From December 2024, routes like Incheon–Atlanta began switching from the 747-8i to the Boeing 777-300ER, and the remaining fleet continues to shrink. One aircraft remains on long-term lease as South Korea's presidential jet (Code One).
Korean Air Boeing 747-8i Retirement Timeline
2012: Korean Air begins 747-8i operations (10 aircraft total)
2021: Chairman Cho Won-tae tells FlightGlobal: plans to retire the 747-8i within 10 years
January 2022: 1 aircraft leased to the South Korean government as presidential jet (Code One)

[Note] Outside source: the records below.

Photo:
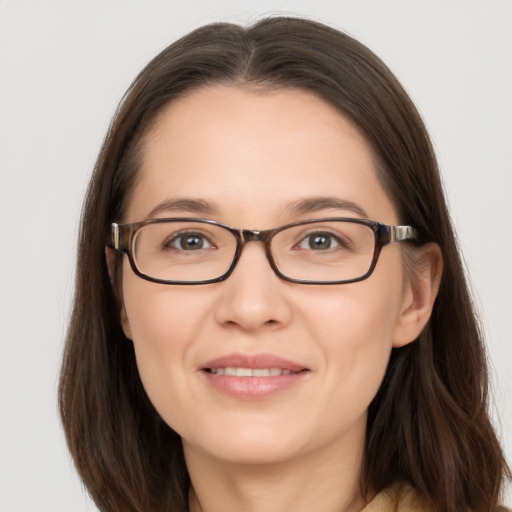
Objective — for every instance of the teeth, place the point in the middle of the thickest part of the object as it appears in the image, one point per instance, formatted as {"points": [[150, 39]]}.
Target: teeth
{"points": [[250, 372]]}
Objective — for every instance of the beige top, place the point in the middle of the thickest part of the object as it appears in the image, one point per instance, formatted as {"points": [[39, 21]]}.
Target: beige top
{"points": [[398, 498]]}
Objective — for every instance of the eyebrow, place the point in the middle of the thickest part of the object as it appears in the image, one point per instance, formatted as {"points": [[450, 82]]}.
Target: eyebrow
{"points": [[316, 204], [180, 205], [296, 208]]}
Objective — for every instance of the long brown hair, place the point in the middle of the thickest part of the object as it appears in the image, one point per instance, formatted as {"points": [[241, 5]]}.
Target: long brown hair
{"points": [[428, 424]]}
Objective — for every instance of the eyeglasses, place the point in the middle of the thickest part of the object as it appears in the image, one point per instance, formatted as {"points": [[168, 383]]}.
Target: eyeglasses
{"points": [[190, 251]]}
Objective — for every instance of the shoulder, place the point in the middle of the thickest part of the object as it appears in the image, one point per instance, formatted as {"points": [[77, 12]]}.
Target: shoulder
{"points": [[397, 498]]}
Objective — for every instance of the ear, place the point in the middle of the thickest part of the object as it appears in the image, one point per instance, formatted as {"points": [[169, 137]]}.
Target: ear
{"points": [[420, 293], [110, 257]]}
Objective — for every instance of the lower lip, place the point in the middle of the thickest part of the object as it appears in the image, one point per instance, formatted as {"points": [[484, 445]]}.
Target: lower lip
{"points": [[253, 388]]}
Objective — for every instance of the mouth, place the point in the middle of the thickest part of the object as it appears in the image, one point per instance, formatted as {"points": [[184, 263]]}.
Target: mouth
{"points": [[250, 372], [254, 376]]}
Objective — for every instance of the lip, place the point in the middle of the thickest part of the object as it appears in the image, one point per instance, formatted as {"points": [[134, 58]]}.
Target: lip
{"points": [[253, 388]]}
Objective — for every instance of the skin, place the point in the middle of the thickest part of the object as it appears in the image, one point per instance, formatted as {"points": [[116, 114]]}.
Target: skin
{"points": [[249, 155]]}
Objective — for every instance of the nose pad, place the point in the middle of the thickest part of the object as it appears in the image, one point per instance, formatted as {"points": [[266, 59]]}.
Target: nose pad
{"points": [[253, 297]]}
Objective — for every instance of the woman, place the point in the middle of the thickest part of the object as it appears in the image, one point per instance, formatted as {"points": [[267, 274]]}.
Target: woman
{"points": [[270, 310]]}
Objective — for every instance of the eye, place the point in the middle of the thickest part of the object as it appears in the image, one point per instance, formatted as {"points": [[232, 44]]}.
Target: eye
{"points": [[320, 241], [189, 242]]}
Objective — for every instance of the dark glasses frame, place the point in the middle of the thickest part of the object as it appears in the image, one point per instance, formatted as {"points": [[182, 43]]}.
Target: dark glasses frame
{"points": [[122, 236]]}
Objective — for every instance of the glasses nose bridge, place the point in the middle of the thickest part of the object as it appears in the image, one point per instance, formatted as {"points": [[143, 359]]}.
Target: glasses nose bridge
{"points": [[254, 235]]}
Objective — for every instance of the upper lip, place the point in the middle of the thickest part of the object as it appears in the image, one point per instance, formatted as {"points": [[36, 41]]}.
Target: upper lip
{"points": [[255, 361]]}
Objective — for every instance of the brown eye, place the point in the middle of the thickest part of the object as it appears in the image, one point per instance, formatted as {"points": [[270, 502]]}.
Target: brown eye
{"points": [[319, 242], [189, 242]]}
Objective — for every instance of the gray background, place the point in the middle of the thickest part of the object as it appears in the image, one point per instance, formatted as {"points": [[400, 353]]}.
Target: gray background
{"points": [[64, 66]]}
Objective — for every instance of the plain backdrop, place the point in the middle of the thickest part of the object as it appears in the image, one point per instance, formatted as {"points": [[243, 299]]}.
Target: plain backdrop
{"points": [[63, 68]]}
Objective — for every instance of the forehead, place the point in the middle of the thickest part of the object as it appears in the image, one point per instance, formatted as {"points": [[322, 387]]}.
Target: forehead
{"points": [[249, 154]]}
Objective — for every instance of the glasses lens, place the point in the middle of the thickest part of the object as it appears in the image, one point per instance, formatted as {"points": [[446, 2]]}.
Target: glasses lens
{"points": [[183, 251], [324, 251]]}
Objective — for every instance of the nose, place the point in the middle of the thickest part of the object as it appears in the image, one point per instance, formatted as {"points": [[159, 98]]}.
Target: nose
{"points": [[254, 298]]}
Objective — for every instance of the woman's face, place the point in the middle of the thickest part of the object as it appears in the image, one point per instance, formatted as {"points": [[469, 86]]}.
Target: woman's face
{"points": [[247, 159]]}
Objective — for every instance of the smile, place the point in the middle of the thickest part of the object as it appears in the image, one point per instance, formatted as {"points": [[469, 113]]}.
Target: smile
{"points": [[253, 376], [250, 372]]}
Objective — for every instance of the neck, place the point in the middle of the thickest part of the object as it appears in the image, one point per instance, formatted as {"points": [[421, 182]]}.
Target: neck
{"points": [[323, 482]]}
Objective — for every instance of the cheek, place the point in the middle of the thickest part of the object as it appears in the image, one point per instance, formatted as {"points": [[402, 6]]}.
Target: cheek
{"points": [[163, 324], [356, 327]]}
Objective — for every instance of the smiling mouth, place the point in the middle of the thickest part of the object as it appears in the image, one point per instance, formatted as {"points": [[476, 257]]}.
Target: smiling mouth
{"points": [[251, 372]]}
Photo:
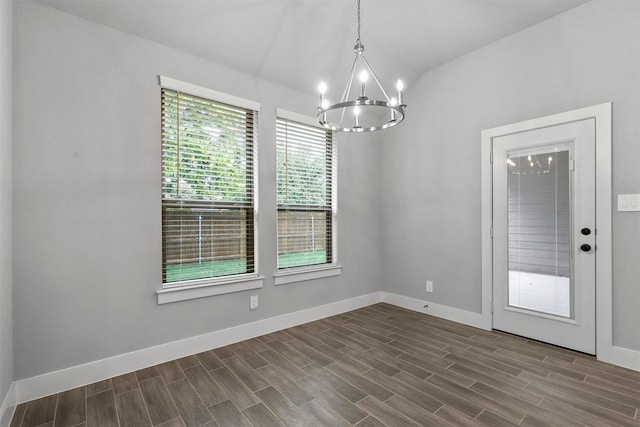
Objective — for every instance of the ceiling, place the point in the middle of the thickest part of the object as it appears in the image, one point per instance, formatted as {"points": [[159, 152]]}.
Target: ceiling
{"points": [[298, 43]]}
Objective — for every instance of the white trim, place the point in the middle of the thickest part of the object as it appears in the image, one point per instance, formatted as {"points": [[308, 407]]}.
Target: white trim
{"points": [[8, 406], [191, 89], [450, 313], [605, 350], [206, 289], [76, 376], [281, 113], [620, 356], [284, 276]]}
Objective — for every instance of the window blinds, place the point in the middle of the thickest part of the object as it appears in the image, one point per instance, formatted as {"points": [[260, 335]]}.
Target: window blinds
{"points": [[207, 188], [305, 175]]}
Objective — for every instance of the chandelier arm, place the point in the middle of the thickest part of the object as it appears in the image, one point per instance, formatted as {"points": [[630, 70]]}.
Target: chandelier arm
{"points": [[376, 79]]}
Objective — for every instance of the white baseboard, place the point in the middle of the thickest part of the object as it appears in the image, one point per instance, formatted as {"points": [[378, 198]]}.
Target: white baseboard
{"points": [[621, 356], [65, 379], [8, 406], [450, 313]]}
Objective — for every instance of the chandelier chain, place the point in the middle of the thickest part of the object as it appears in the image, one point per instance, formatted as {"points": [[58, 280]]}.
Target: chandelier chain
{"points": [[358, 41]]}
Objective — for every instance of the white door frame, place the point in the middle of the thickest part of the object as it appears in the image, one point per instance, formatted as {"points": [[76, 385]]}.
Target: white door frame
{"points": [[604, 296]]}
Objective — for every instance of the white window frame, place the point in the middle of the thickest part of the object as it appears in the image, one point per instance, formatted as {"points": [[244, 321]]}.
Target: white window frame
{"points": [[190, 289], [289, 275]]}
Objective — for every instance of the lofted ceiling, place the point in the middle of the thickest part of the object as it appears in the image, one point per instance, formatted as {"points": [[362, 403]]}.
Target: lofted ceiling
{"points": [[298, 43]]}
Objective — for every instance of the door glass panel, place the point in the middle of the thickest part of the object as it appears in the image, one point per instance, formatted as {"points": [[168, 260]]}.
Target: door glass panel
{"points": [[539, 234]]}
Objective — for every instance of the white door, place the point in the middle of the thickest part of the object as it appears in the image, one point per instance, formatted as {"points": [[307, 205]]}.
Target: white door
{"points": [[543, 234]]}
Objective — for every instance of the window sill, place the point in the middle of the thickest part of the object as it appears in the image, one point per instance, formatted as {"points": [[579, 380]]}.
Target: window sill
{"points": [[206, 288], [293, 275]]}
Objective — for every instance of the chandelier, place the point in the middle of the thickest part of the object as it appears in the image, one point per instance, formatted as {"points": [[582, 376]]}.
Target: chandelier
{"points": [[361, 114]]}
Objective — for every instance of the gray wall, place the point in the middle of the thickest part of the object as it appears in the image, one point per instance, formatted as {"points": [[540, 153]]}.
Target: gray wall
{"points": [[6, 140], [87, 258], [431, 217]]}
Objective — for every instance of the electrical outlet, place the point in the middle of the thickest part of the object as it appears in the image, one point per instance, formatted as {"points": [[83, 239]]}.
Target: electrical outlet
{"points": [[429, 286]]}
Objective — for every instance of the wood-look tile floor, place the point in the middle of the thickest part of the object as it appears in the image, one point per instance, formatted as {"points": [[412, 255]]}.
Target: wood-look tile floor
{"points": [[376, 366]]}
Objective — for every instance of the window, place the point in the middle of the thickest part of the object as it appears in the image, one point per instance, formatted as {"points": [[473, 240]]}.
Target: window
{"points": [[305, 193], [208, 192]]}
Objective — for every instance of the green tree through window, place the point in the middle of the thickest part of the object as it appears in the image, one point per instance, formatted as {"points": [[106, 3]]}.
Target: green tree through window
{"points": [[304, 194], [207, 188]]}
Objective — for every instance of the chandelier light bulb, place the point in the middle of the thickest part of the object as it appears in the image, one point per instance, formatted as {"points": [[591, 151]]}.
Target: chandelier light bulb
{"points": [[400, 87]]}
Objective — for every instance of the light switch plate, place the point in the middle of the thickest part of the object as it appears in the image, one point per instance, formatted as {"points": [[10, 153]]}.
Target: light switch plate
{"points": [[628, 202]]}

May 2024: 5 aircraft sold to Sierra Nevada Corporation for approx. £530 million — to be converted into USAF "Doomsday Plane" replacements
December 2024: Incheon–Atlanta (ATL) and other long-haul routes begin switching to 777-300ER
March 2025: Further route substitutions begin
April 2026: Approx. 5 remain in Korean Air passenger service, plus 1 presidential aircraft
Sources: FlightGlobal, Gate Checked, Simple Flying, CNN, YTN, News Tomato
The age of the Queen of the Skies is drawing to a close. Only three airlines worldwide — Lufthansa, Air China, and Korean Air — still operate the 747-8i for passengers, and Korean Air's fleet is dwindling by the month. There's a real chance this review will eventually serve as a record of a flight that can no longer be taken.
If there are still Korean Air 747-8i routes operating when you read this, I'd urge you to book one while you can. The upper deck window seat, in particular, offers an experience no other aircraft can replicate. Once the Boeing 747 disappears from passenger service entirely, the only double-decker wide-body left will be the Airbus A380 — and that's being retired too. Four windows to yourself on the upper deck of a 747, lie-flat seat, watching the world slide by below. The window to experience that is closing fast. Honestly, I'd pay my own money to do it again — I'm just not sure the aircraft will still be around by the time I get the chance.